The Peace History Society is pleased to present Blanche Wiesen Cook with the 2023 Lifetime Achievement Award for her scholarship, activism, and dedication to the Peace History Society. Dr. Cook’s work has furthered our understanding of how gender and power intertwine with the search for peace. Her career spans the five decades that PHS, begun as the Conference on Peace Research in History, has applied scholarly endeavor to the illumination of the ways that groups and individuals have worked to foster peace in the world.

Blanche Wiesen Cook is Distinguished Professor of History and Women's Studies at John Jay College and the Graduate Center of the City University of New York. An alumna of Hunter College, she earned her M.A. and Ph.D. at Johns Hopkins University. Her dissertation on Woodrow Wilson and the Antimilitarists launched a multifaceted career in academia, journalism, and activism. Dr. Cook has taught graduate seminars and undergraduate courses, including Diplomatic History, the Cold War, Women in War and Peace, War, Peace and Imperialism, and Violence and Social Change.

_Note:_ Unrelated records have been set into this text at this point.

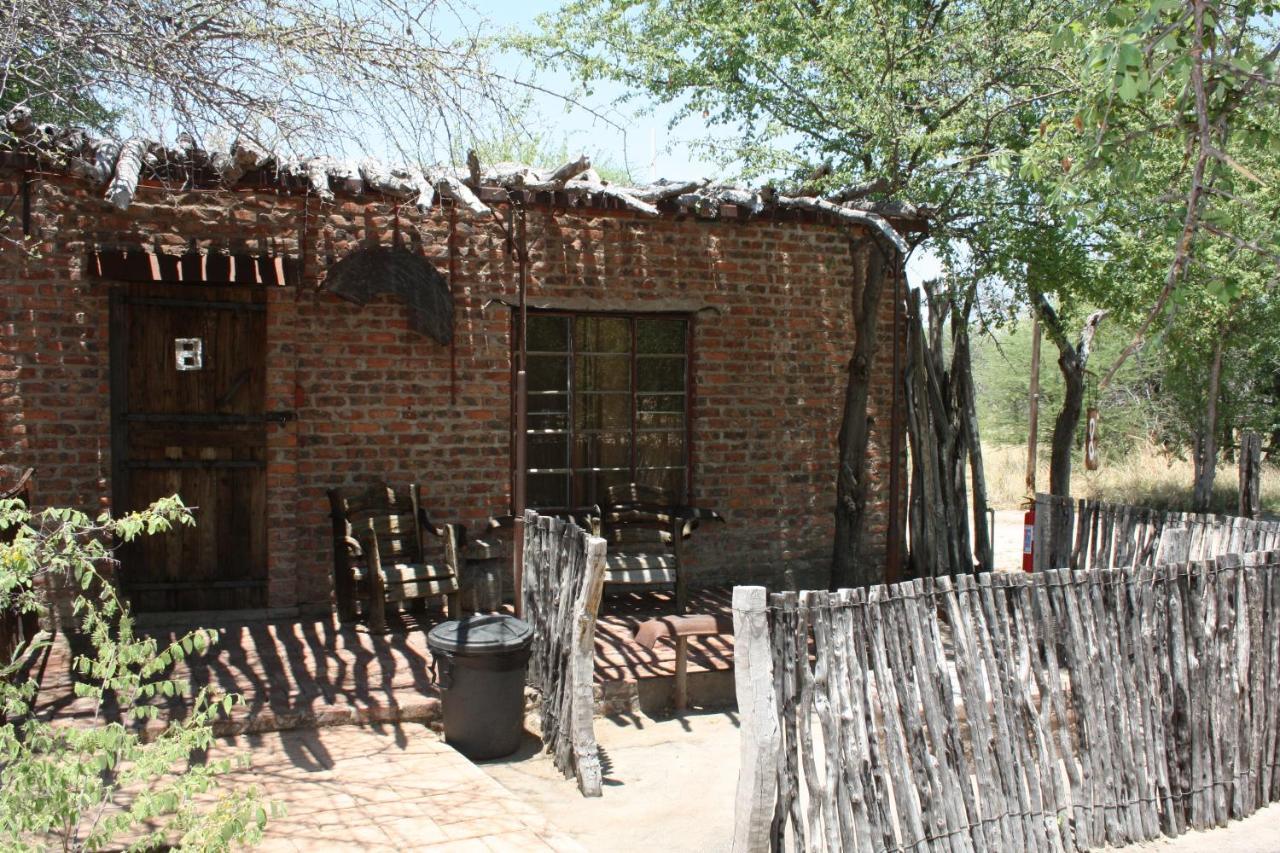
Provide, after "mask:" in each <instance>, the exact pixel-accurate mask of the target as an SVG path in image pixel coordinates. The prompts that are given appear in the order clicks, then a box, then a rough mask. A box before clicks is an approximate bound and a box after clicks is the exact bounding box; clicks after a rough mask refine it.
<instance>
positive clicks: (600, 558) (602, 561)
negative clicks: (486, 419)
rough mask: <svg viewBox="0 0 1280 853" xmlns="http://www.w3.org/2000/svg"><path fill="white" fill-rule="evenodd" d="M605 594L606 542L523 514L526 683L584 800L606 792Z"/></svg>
mask: <svg viewBox="0 0 1280 853" xmlns="http://www.w3.org/2000/svg"><path fill="white" fill-rule="evenodd" d="M603 589H604V539H600V538H598V537H593V535H590V534H589V533H588V532H586V530H582V529H581V528H579V526H577V525H576V524H573V523H572V521H564V520H562V519H552V517H547V516H540V515H538V514H536V512H534V511H532V510H530V511H526V512H525V571H524V583H522V589H521V592H520V594H521V601H522V605H524V615H525V619H526V620H527V621H529V624H530V625H532V628H534V643H532V656H531V657H530V661H529V684H530V685H531V686H532V688H535V689H536V690H538V692H539V693H540V694H541V702H540V704H539V710H540V715H541V738H543V744H544V745H545V748H547V751H548V752H550V753H552V756H553V757H554V760H556V767H557V768H558V770H559V771H561V772H563V774H564V775H566V776H570V775H576V776H577V786H579V789H580V790H581V792H582V794H584V795H586V797H599V795H600V793H602V788H600V786H602V779H600V757H599V748H598V747H596V743H595V729H594V717H595V698H594V695H593V689H594V678H595V615H596V612H598V611H599V608H600V593H602V590H603Z"/></svg>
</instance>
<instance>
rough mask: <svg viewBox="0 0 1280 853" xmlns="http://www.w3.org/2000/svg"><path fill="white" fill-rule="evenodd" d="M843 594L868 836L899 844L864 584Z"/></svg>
mask: <svg viewBox="0 0 1280 853" xmlns="http://www.w3.org/2000/svg"><path fill="white" fill-rule="evenodd" d="M838 594H841V596H847V601H849V603H850V608H849V613H850V621H851V633H850V635H849V637H850V643H849V648H850V652H851V656H850V662H851V667H850V669H856V671H859V672H860V674H861V715H860V717H859V719H860V724H859V725H860V731H861V735H863V736H864V740H863V743H865V744H867V758H868V761H867V765H865V776H864V785H863V790H864V794H865V795H867V798H868V803H869V808H868V813H869V818H870V834H872V838H873V839H876V840H877V843H878V844H879V845H881V847H882V848H883V849H886V850H890V849H895V848H896V847H897V845H899V833H897V829H896V824H895V821H893V816H892V812H891V808H890V802H891V799H892V793H891V784H890V779H888V776H890V772H891V771H890V768H888V761H887V758H886V757H884V754H886V753H884V749H883V748H882V747H881V739H879V733H881V730H882V727H883V726H881V725H879V721H878V713H877V708H878V702H879V697H878V685H876V681H874V667H873V665H872V662H870V654H869V651H870V631H869V629H868V603H867V588H864V587H859V588H856V589H852V590H842V592H841V593H838Z"/></svg>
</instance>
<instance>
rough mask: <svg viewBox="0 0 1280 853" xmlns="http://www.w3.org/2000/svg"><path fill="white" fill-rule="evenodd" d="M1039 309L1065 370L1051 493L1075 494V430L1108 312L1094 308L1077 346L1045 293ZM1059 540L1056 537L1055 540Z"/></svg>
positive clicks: (1048, 473)
mask: <svg viewBox="0 0 1280 853" xmlns="http://www.w3.org/2000/svg"><path fill="white" fill-rule="evenodd" d="M1036 310H1037V311H1038V314H1039V318H1041V323H1042V324H1043V327H1044V333H1046V334H1048V337H1050V339H1051V341H1052V342H1053V343H1055V345H1056V346H1057V352H1059V356H1057V366H1059V370H1061V373H1062V386H1064V388H1062V410H1061V411H1060V412H1059V414H1057V419H1056V420H1055V421H1053V438H1052V443H1051V446H1050V462H1048V492H1050V494H1061V496H1070V494H1071V450H1073V447H1074V444H1075V430H1076V428H1078V427H1079V425H1080V412H1082V411H1084V369H1085V368H1087V366H1088V362H1089V355H1091V351H1092V347H1093V336H1094V334H1097V330H1098V324H1100V323H1102V318H1105V316H1106V311H1094V313H1093V314H1091V315H1089V319H1088V320H1085V321H1084V328H1083V329H1082V330H1080V339H1079V342H1078V343H1075V345H1073V343H1071V342H1070V341H1069V339H1068V337H1066V330H1065V329H1064V328H1062V321H1061V319H1060V318H1059V316H1057V313H1056V311H1055V310H1053V307H1052V306H1051V305H1050V304H1048V300H1046V298H1044V297H1043V296H1038V297H1037V301H1036ZM1055 540H1056V539H1055Z"/></svg>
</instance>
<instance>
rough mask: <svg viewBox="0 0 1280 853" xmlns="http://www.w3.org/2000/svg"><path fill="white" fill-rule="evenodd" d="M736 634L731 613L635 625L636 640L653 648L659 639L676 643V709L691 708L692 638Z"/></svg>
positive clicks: (681, 710)
mask: <svg viewBox="0 0 1280 853" xmlns="http://www.w3.org/2000/svg"><path fill="white" fill-rule="evenodd" d="M723 634H730V635H732V634H733V617H732V616H713V615H710V613H701V615H698V616H662V617H659V619H650V620H649V621H645V622H640V626H639V628H636V635H635V643H636V646H639V647H641V648H646V649H649V651H653V647H654V646H657V644H658V640H659V639H663V638H667V639H672V640H675V643H676V690H675V697H673V698H672V703H673V704H675V706H676V711H684V710H685V708H687V707H689V638H690V637H719V635H723Z"/></svg>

Her magisterial three-volume biography of Eleanor Roosevelt covers The Early Years, The Defining Years, and The War Years and After. It is considered definitive and was described as "monumental and inspirational" by the New York Times. She is also the author of The Declassified Eisenhower: A Divided Legacy of Peace and Political Warfare and editor of Crystal Eastman on Women and Revolution.

The author of numerous articles, Blanche was an early expositor of the role of lesbianism in the history of social change, contributing journal articles such as "The Historical Denial of Lesbianism: A Review Essay" in Radical History Review and "Women Alone Stir My Imagination: Lesbianism & the Cultural Tradition," SIGNS both published in 1979. Dr. Cook also served as one of the Senior Editors, along with fellow Lifetime Honorees Sandi Cooper and Charles Chatfield, of The Garland Library of War and Peace, a 360-volume reprint series that includes ten anthologies..

For more than twenty years, Dr. Cook produced and hosted her own program for Pacifica Radio and has made numerous media appearances. Concerned about maintaining the integrity of the Freedom of Information Act, she served as Vice-President and Chair of the Fund for Open Information and Accountability. She also co-founded and co-chaired the Freedom of Information and Access Committee of the Organization of American Historians, which was actively committed to maintaining the integrity of the Freedom of Information Act. Since 1998, she has served as the NGO delegate to the United Nations for the Peace History Society.

David Hostetter, Chair of the Lifetime Achievement Award Committee, presents the award to Blanche Wiesen Cook, who attended virtually.